The law, which can now go into effect, says that churches and other religious organizations cannot be forced to celebrate or solemnize weddings that violate their beliefs; religious convents, universities and social service organizations can continue to maintain personnel and housing policies that reflect their beliefs; religious adoption agencies can continue to operate by their convictions, as well as bakers, photographers, florists and other wedding vendors; state employees can’t be fired for professing belief in marriage outside of their office and county clerks can opt out of issuing marriage licenses as long as it will not delay or impede the acquisition of the license; counselors and surgeons cannot be required to participate in gender identity transitioning or sex-reassignment surgery against their faith.
Even though the 5th Circuit’s ruling was based on lack of standing, Anderson says there are plenty of reason to rule in favor of the constitutionality of laws such as Mississippi’s.

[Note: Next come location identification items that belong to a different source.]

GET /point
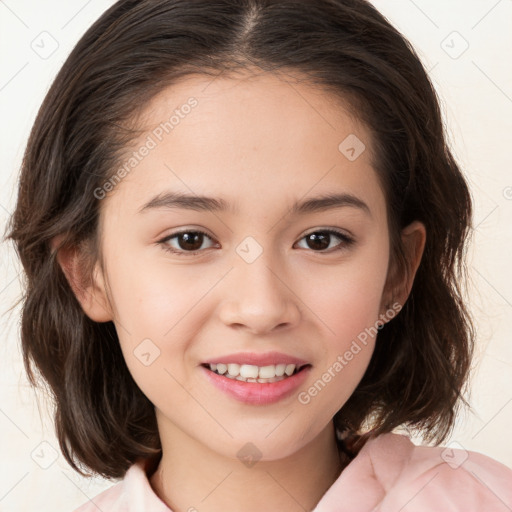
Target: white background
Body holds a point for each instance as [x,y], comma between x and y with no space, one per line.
[476,94]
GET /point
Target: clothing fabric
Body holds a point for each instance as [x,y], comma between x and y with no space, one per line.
[389,474]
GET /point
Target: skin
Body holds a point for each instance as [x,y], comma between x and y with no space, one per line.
[260,143]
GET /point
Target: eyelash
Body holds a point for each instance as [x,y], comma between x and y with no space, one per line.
[348,241]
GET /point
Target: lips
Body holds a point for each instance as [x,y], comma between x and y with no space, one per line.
[253,358]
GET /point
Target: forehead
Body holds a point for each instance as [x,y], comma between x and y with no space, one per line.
[246,138]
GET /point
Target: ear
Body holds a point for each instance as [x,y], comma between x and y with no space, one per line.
[398,288]
[89,291]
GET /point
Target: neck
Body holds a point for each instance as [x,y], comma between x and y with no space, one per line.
[192,477]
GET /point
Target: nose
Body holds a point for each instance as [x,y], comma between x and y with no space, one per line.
[259,298]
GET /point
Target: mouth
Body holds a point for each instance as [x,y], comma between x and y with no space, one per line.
[252,373]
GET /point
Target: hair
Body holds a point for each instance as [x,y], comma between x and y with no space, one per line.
[420,366]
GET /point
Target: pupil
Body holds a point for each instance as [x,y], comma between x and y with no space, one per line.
[322,239]
[189,239]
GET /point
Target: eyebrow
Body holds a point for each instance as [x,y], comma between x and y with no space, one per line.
[215,204]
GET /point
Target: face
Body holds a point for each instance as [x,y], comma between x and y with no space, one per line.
[264,277]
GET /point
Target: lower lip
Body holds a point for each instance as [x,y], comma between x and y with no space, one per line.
[257,393]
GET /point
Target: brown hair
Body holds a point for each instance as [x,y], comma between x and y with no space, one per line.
[135,49]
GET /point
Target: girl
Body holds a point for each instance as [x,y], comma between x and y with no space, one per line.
[243,234]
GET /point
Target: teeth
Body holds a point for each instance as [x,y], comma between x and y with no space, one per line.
[252,373]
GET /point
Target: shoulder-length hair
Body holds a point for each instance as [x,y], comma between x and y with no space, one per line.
[136,48]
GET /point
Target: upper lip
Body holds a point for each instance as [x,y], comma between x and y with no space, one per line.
[264,359]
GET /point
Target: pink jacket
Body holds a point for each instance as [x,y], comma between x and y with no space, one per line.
[389,474]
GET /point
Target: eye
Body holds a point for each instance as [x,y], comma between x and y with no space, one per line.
[321,239]
[190,241]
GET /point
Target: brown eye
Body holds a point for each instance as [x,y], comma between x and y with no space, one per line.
[321,240]
[189,241]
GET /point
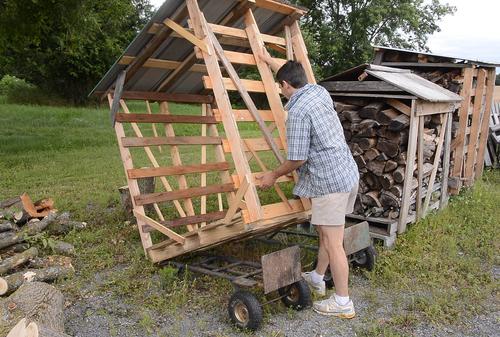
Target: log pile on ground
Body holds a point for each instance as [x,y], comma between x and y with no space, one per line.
[24,227]
[34,310]
[377,135]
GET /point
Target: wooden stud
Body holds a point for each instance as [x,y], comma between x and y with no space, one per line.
[420,166]
[236,200]
[159,227]
[115,105]
[203,176]
[153,161]
[463,119]
[474,128]
[133,185]
[244,95]
[446,161]
[289,46]
[483,139]
[300,50]
[410,163]
[224,105]
[437,158]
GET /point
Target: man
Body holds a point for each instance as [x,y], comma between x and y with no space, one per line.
[327,174]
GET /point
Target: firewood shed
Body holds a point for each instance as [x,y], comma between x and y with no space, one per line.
[474,80]
[398,127]
[205,164]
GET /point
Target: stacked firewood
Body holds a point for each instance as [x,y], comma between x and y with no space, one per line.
[26,231]
[377,135]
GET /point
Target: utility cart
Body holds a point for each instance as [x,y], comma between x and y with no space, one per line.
[278,271]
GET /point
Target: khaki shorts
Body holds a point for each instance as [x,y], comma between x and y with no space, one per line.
[330,209]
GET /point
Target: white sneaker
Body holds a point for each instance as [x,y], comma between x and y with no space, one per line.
[319,288]
[330,307]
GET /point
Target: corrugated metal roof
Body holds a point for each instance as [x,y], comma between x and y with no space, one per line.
[404,79]
[177,49]
[451,59]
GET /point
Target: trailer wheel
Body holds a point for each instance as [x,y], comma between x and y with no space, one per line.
[296,295]
[245,310]
[365,258]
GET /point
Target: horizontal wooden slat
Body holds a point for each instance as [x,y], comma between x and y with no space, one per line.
[243,115]
[282,179]
[180,140]
[257,144]
[176,170]
[250,85]
[163,64]
[363,86]
[189,220]
[164,118]
[163,97]
[227,31]
[151,198]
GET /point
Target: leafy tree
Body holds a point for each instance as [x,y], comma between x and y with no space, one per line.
[342,31]
[65,46]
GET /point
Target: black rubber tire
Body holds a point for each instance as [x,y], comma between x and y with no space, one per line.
[245,310]
[328,276]
[296,296]
[365,258]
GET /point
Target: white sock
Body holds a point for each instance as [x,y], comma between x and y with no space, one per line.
[342,300]
[316,278]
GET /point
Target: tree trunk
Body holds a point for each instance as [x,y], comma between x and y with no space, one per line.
[14,281]
[17,260]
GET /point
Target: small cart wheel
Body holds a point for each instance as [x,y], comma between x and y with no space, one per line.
[245,310]
[296,296]
[365,258]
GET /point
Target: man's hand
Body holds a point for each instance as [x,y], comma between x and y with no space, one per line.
[267,180]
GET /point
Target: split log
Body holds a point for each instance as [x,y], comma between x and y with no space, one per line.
[366,143]
[50,261]
[399,123]
[341,107]
[15,280]
[40,304]
[371,199]
[388,147]
[359,161]
[30,229]
[352,116]
[17,260]
[387,181]
[376,167]
[370,154]
[387,199]
[7,226]
[370,110]
[399,174]
[64,248]
[390,166]
[385,117]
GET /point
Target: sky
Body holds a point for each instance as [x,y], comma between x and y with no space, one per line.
[471,33]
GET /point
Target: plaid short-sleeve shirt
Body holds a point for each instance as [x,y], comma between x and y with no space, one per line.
[314,134]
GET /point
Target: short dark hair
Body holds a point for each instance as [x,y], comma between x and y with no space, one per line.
[293,73]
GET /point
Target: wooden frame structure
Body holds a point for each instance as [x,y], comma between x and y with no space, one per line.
[471,79]
[212,203]
[413,99]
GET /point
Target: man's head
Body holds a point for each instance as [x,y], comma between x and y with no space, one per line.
[291,76]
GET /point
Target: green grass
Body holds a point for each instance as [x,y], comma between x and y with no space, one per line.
[439,272]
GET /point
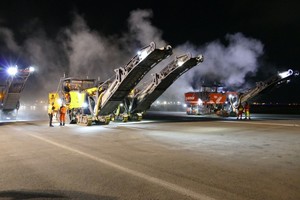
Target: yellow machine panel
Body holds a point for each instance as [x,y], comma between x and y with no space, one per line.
[54,98]
[77,99]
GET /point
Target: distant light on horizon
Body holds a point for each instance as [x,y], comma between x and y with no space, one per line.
[12,71]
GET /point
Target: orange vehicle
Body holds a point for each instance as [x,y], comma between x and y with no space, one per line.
[210,100]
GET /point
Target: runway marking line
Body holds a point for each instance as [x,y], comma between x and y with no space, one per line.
[146,177]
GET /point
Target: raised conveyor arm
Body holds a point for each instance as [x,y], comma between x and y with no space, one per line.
[162,81]
[129,76]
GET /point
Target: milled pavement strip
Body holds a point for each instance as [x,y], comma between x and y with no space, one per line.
[261,123]
[146,177]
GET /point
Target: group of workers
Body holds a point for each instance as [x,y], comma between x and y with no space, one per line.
[62,114]
[243,109]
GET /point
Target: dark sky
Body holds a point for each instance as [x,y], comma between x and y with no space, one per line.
[244,41]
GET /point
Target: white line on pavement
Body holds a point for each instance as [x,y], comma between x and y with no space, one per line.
[146,177]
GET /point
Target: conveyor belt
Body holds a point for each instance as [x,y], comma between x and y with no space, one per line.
[129,76]
[162,81]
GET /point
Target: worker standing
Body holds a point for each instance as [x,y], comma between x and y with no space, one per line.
[240,111]
[247,110]
[62,116]
[51,110]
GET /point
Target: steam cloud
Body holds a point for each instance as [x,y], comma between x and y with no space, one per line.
[79,51]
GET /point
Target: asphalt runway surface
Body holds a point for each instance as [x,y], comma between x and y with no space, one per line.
[168,155]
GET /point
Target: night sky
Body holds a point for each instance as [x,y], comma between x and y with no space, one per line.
[242,41]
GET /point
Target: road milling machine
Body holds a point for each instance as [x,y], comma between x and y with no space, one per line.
[214,100]
[139,101]
[12,84]
[95,104]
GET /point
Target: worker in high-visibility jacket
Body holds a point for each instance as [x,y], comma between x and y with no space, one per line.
[62,116]
[247,110]
[240,110]
[51,109]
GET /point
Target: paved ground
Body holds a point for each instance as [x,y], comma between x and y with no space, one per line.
[167,156]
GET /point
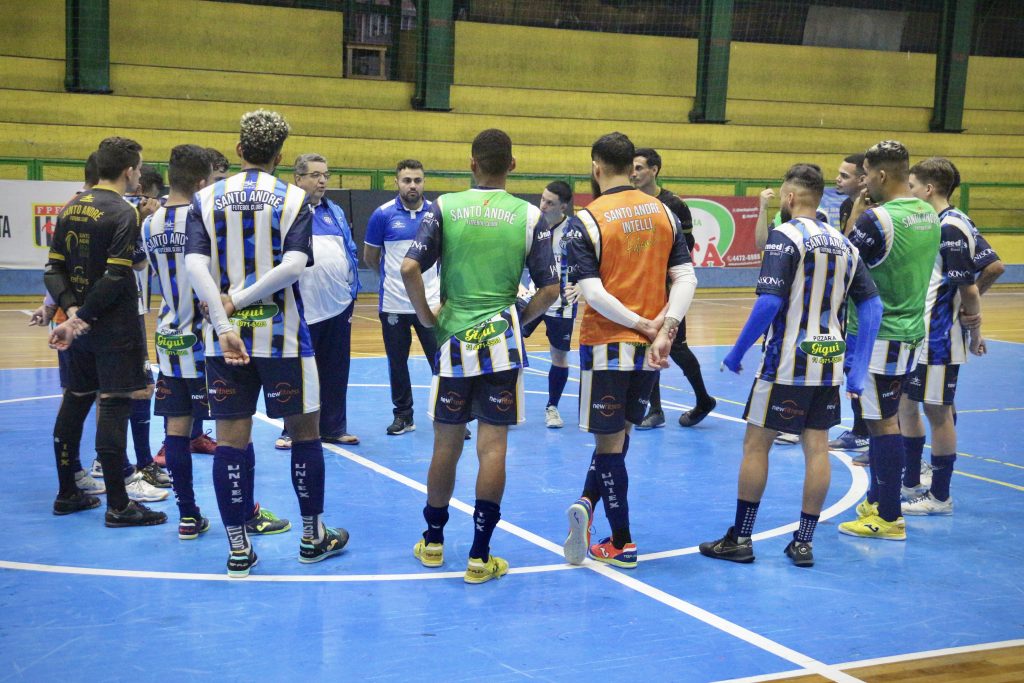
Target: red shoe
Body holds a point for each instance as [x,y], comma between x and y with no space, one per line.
[204,444]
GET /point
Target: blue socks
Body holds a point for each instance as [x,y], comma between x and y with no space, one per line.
[888,459]
[557,377]
[747,514]
[435,518]
[307,476]
[913,446]
[485,517]
[179,467]
[942,472]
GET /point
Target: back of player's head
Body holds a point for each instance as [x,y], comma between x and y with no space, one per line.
[115,155]
[493,152]
[91,170]
[408,164]
[263,134]
[151,181]
[189,165]
[651,157]
[615,152]
[808,178]
[858,161]
[938,172]
[561,189]
[302,162]
[218,162]
[890,157]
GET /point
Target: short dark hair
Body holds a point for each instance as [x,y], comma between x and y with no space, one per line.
[614,151]
[891,156]
[493,152]
[189,164]
[115,155]
[151,177]
[561,189]
[218,162]
[411,164]
[858,161]
[651,157]
[91,170]
[263,134]
[807,176]
[937,171]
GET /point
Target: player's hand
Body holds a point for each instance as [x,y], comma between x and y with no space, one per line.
[228,304]
[571,294]
[232,348]
[146,207]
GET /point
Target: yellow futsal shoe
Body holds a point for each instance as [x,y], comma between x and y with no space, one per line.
[479,571]
[430,554]
[875,526]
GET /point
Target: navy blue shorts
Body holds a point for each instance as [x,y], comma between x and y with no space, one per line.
[792,409]
[180,396]
[559,331]
[609,398]
[496,398]
[290,386]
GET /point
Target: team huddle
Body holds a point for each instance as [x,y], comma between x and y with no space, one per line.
[258,279]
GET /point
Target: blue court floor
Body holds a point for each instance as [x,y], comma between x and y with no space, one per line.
[79,601]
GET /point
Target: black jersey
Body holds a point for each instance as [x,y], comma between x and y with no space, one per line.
[678,207]
[90,263]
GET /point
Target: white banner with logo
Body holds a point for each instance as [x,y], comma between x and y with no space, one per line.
[28,216]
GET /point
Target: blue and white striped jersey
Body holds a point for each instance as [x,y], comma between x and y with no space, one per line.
[179,325]
[945,340]
[245,224]
[815,269]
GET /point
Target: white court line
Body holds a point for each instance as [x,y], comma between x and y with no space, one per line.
[896,658]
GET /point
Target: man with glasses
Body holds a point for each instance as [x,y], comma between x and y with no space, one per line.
[328,287]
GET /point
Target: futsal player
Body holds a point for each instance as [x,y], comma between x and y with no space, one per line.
[483,238]
[88,274]
[646,168]
[248,242]
[631,244]
[808,272]
[556,206]
[947,339]
[898,240]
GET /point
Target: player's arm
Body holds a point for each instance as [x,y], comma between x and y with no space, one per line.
[120,260]
[297,253]
[865,297]
[761,227]
[543,272]
[423,254]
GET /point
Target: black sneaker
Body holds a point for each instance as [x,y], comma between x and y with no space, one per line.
[693,417]
[240,562]
[653,420]
[135,514]
[400,426]
[75,503]
[727,548]
[800,553]
[333,543]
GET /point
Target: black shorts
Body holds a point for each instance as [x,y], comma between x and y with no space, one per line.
[792,409]
[932,384]
[609,398]
[559,331]
[290,386]
[496,398]
[93,365]
[180,396]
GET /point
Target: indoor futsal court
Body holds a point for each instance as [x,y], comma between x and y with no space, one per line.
[76,597]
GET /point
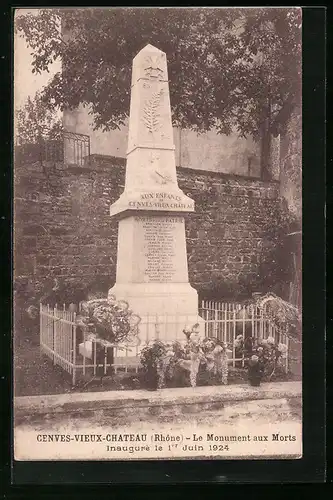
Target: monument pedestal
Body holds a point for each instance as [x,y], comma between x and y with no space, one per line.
[152,273]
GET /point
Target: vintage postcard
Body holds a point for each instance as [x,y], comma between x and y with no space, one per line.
[157,233]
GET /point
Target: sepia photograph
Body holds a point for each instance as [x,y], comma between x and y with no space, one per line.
[157,233]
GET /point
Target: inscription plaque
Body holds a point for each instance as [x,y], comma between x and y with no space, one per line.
[161,245]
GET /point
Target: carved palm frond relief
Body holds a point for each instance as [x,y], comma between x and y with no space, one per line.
[151,114]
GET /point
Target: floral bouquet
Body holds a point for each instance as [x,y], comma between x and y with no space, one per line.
[263,356]
[110,320]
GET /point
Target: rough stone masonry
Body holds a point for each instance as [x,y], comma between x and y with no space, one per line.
[63,227]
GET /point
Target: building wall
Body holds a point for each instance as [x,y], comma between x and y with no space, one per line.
[63,228]
[208,151]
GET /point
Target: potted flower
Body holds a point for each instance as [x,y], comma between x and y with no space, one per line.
[255,370]
[107,323]
[151,357]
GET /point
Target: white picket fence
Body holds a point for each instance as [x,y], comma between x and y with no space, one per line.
[62,339]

As he explains in his new book, Debating Religious Liberty and Discrimination, there is nothing scandalous about protecting particular viewpoints that are at oddes with those on which the government acts.
“When the government takes Americans to war, exceptions cover pacifists. When the government guarantees abortion, exceptions cover pro-lifers. These exemptions don’t amount to establishments of any religion, and neither do laws protecting dissenters after Obergefell,” Anderson writes.
“This is a reasonable bill. It protects the consciences of people who hold to the historic definition of marriage in the aftermath of the Supreme Court redefining marriage, and it does so while avoiding the awful outcomes that critics fear. The bill provides that the government cannot punish, fine, or coerce specific people and organizations, in specific contexts. It doesn’t harm anyone.”
Anderson is urging others states as well as the federal government to follow Mississippi’s lead in protecting religious liberty.
“America is in a time of transition. The Supreme Court has redefined marriage, and beliefs about human sexuality are changing. During this time, it is critical to protect the right to dissent and the civil liberties of those who speak and act in accord with what Americans had always previously believed about marriage—that it is the union of husband and wife.”
Good public policy is needed to achieve civil peace amid disagreement, he says, and will protect pluralism and the rights of all Americans.